Postoperative pain is typically minimal, but you may feel some discomfort for several days following the laser surgery. Painkillers and anti-inflammatory eye drops may be prescribed if needed.
Depending on your eye’s response to the treatment, eye pressure immediately following the procedure may be high or low. Occasionally, the treatment results in excessive lowering of eye pressure. This can cause decreased vision, which may not be correctable.
Other complications can include inflammation or bleeding inside the eye, swelling in the back of the eye, or, if performed in an eye with its own natural lens, development of a cataract.
You will be instructed to keep the eye patch on for several hours or overnight, at which time the patch can be removed and you may resume normal activities. Your doctor may prescribe eye medications to be used once the patch is removed, and you will most likely have a follow-up appointment at DMEI the day following the procedure.
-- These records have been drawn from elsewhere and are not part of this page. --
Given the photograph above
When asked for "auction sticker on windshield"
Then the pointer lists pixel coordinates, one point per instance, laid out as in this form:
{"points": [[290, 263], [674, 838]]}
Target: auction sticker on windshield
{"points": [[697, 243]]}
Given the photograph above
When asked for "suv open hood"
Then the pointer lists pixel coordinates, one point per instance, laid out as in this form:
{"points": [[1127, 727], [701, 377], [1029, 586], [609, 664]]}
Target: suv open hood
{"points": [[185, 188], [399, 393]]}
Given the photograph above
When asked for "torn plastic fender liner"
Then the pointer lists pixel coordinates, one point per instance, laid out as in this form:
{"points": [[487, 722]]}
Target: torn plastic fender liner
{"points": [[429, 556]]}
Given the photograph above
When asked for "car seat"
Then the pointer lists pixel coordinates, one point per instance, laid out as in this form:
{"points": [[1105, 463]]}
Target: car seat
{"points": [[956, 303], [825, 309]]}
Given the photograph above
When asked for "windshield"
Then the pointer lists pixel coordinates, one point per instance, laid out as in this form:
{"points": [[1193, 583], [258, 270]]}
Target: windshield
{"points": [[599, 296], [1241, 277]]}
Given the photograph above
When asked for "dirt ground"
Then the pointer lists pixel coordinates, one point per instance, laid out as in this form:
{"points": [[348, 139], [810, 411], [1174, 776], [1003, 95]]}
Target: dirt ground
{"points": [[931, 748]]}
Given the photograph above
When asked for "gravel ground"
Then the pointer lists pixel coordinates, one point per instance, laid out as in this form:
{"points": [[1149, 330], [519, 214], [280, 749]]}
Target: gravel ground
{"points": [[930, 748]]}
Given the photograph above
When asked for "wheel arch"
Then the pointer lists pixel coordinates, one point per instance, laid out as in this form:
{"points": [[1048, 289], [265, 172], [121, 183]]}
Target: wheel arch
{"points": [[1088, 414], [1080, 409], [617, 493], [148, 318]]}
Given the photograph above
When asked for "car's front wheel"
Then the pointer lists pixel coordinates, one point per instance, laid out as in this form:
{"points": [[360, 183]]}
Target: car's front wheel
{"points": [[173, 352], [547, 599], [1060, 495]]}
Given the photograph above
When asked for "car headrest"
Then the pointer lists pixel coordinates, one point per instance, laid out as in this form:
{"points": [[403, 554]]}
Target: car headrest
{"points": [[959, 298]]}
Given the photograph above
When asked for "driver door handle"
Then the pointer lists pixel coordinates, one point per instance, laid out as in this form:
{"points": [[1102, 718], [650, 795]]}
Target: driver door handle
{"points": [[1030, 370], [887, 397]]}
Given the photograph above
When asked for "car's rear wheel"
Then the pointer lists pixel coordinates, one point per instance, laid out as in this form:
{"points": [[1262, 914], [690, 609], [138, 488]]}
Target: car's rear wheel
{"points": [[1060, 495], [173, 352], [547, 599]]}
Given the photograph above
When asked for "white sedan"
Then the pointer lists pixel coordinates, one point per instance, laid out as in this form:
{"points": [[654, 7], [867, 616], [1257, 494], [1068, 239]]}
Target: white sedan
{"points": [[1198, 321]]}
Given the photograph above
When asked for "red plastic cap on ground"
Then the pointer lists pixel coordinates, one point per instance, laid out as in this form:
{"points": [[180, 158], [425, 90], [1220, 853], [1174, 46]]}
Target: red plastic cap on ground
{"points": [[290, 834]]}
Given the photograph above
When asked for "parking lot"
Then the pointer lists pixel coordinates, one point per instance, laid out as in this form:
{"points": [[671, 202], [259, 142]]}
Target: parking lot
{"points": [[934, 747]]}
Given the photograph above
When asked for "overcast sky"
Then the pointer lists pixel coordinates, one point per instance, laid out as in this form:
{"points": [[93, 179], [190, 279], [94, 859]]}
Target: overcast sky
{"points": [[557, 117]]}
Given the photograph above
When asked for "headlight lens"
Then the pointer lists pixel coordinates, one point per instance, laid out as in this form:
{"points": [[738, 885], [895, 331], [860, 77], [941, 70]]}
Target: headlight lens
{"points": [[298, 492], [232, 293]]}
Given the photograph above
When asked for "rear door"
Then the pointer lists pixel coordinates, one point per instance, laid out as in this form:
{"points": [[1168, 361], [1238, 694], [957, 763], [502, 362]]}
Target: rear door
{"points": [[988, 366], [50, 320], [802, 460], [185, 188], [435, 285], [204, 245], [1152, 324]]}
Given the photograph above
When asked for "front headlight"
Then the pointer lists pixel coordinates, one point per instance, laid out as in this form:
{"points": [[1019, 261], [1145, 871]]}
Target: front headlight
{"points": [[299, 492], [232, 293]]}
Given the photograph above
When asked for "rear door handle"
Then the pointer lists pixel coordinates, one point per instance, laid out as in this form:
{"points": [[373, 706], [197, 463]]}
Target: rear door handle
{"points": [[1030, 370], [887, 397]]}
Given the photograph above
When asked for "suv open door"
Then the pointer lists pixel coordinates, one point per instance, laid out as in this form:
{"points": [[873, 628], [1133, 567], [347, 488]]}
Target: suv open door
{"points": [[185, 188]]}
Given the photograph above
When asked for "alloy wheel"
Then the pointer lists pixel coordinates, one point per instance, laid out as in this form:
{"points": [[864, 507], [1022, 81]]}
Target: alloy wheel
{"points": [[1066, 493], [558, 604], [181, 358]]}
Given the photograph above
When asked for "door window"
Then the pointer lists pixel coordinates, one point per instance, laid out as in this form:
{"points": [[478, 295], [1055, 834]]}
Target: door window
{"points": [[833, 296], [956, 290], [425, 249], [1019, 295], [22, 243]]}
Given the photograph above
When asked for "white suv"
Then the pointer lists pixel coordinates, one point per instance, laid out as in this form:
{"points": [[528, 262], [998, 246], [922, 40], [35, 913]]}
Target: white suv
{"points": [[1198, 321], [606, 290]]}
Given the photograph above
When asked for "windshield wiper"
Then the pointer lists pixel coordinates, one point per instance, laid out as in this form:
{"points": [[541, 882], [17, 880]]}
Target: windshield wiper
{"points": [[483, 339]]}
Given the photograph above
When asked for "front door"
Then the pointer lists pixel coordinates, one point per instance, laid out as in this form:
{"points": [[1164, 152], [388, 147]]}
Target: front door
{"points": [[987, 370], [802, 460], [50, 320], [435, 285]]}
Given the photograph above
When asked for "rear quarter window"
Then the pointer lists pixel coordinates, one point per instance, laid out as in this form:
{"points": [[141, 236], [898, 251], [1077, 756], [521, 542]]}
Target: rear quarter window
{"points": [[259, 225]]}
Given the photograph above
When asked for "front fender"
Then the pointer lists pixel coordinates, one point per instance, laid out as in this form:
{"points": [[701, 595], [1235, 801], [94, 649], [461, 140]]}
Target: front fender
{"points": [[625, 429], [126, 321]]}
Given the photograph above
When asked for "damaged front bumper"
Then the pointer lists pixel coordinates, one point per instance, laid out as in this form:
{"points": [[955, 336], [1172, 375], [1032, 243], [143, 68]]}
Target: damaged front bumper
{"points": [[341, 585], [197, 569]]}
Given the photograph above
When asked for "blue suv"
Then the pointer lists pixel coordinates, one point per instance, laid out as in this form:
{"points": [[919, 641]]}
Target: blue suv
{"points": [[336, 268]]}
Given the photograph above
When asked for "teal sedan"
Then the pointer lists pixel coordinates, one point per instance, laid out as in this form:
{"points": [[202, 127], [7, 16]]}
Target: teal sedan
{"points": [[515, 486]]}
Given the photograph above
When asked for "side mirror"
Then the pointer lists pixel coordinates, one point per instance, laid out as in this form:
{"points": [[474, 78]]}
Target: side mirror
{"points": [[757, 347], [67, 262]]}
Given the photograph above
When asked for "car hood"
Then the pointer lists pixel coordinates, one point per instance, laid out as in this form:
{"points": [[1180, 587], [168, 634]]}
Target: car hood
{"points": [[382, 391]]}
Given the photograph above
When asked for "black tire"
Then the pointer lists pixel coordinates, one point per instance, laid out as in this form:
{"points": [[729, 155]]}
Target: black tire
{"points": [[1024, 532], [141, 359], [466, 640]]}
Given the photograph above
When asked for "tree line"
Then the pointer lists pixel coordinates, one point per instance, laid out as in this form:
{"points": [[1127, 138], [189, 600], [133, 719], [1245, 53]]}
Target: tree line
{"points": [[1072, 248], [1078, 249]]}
You may be asked to temporarily continue taking your preoperative glaucoma medications. It can take up to a month for you to achieve optimal results from the treatment. Your doctor may have you decrease or stop taking your glaucoma medications if eye pressure begins to drop to an acceptable level.
Follow-Up Laser Treatments
If your intraocular pressure does not drop to an acceptable level, or if laser cyclophotocoagulation was performed for comfort and the eye remains painful, repeat laser treatments may be necessary.